Em conversa com o Maisfutebol, confessam memórias e ilusões que lhes enchem o coração.

«Tenho uma vida dedicada à formação e enquanto puder mexer-me vou continuar. O futebol de formação realiza-me. Ao contrário de outros treinadores, sinto-me preenchido na formação. Aliás, na formação deviam estar, se não os melhores, pelo menos muitos bons treinadores, mas isso infelizmente não está a acontecer», começa por contar Carlos Manguito.

«Há muitos clubes que continuam a colocar miúdos de vinte anos, acabados de sair da faculdade, que estão ali de passagem, para tentar dar o salto, e não sabem lidar com os jovens. São treinadores sem vocação. Muitos dizem-no diretamente: não têm vocação para aquilo.»

Carlos Manguito diz que são treinadores que «tiraram um curso para trabalhar com os seniores» e que «caem ali de paraquedas». «Um treinador lidar com um jovem aos gritos e à asneirada, não pode ser. Não deve acontecer nem nos seniores, quanto mais na formação. É caricato. Mas eles não sabem fazer as coisas de outra forma, não estão preparados para isso», acrescenta.

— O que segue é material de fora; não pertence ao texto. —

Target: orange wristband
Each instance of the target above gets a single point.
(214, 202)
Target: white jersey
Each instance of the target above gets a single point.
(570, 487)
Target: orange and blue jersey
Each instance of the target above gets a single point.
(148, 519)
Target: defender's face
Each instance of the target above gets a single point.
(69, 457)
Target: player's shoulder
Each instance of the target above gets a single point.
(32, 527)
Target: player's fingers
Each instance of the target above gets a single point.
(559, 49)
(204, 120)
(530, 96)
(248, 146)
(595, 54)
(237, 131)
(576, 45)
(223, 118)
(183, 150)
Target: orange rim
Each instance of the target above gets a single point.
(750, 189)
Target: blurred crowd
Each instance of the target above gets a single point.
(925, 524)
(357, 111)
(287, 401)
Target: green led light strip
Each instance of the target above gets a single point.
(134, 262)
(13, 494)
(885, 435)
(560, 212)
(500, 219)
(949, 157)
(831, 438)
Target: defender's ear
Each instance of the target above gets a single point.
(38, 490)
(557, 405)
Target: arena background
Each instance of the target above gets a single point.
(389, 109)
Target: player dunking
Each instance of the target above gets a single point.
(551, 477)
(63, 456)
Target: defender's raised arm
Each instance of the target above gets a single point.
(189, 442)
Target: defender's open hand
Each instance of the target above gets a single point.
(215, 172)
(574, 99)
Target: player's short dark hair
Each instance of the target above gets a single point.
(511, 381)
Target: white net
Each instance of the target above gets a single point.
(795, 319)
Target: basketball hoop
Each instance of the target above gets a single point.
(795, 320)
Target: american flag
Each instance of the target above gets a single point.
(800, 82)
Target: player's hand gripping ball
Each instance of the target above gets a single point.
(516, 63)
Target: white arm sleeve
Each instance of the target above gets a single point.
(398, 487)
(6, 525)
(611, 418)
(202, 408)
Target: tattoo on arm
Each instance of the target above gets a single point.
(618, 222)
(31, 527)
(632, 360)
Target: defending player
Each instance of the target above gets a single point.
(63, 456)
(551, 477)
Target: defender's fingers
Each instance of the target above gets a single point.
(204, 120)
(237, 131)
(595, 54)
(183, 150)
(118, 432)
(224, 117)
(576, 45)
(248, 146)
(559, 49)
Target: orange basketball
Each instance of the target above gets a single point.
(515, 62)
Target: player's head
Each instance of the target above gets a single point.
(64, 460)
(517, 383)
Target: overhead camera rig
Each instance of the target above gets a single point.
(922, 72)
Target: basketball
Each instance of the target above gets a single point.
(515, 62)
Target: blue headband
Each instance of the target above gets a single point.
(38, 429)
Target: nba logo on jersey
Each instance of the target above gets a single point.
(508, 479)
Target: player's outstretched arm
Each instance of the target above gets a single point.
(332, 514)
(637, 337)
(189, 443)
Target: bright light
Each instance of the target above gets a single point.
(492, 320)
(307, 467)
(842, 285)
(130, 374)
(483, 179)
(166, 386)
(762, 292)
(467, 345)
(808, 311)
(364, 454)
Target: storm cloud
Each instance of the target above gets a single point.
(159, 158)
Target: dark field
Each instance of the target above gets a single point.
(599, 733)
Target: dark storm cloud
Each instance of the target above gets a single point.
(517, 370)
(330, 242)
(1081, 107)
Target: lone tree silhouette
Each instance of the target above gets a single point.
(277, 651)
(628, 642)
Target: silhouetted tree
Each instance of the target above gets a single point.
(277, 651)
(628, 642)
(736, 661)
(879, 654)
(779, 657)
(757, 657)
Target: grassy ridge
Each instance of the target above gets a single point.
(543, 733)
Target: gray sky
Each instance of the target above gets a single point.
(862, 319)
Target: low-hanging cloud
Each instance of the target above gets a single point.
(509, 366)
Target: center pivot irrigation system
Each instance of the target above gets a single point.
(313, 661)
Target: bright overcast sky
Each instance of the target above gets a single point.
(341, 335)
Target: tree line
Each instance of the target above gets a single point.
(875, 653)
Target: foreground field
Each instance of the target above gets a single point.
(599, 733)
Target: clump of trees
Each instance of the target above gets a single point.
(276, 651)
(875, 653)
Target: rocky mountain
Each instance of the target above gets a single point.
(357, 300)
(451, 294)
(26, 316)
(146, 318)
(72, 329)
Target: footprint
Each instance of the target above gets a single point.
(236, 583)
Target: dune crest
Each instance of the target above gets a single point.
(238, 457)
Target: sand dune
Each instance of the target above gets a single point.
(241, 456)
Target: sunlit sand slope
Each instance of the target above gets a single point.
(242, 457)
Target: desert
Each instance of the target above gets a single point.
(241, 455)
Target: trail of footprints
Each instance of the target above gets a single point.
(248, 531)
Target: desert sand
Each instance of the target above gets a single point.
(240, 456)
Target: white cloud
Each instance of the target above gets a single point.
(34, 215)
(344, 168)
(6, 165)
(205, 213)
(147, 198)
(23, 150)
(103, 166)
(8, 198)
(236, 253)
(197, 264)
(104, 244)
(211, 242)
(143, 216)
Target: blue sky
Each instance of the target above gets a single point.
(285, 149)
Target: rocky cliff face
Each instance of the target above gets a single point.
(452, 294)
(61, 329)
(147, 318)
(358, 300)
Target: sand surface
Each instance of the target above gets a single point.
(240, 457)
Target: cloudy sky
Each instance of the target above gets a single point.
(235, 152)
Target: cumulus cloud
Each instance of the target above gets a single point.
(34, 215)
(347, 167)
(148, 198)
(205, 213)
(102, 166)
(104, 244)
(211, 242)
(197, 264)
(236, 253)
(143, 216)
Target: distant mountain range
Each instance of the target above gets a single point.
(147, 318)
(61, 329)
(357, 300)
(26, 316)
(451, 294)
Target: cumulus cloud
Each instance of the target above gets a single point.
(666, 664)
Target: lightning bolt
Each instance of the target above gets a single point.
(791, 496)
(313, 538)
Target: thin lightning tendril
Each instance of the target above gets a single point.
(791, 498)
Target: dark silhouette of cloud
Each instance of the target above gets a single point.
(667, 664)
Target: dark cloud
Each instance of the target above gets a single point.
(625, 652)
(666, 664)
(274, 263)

Ora esta reportagem procura ir ao encontro de homens que são o contrário destes jovens técnicos: homens que desenvolveram uma vocação para dedicar a vida aos jovens.

Vítor Silva, treinador das camadas jovens há quase 46 anos, não se refere aos seus atletas como «jogadores» ou como «jovens». Para ele são sempre os seus «meninos».

«Os presidentes e os treinadores são um problema. Uma chatice enorme. Não entendem a importância do desporto para os meninos e para a evolução deles enquanto seres humanos», conta.

«O Hélder, o antigo treinador do Benfica B, foi meu jogador e numa entrevista recente ao Expresso até me agradeceu publicamente o que fiz por ele. Ele criou ali a escola de formação dele e convidou-me para ir para lá, mas não aceitei. Não aguentava lá quinze dias. Quando me dizem que o importante na formação é ganhar, ganhar, ganhar, não dá para mim.»

Tanto Carlos Manguito quanto Vítor Silva defendem que ganhar é uma consequência: não pode ser o fim que norteia a formação. Mais importante é educar.

«Eu cheguei a ver, no início da época, um treinador fazer uma roda e dizer: o Manel, o Joaquim, o António ficam. O tal, e o tal, e o tal vão de vela. Vão de vela, veja bem. E claro, a lágrima a cair pela cara do menino. Isto não pode acontecer no futebol de formação», adianta Vítor Silva.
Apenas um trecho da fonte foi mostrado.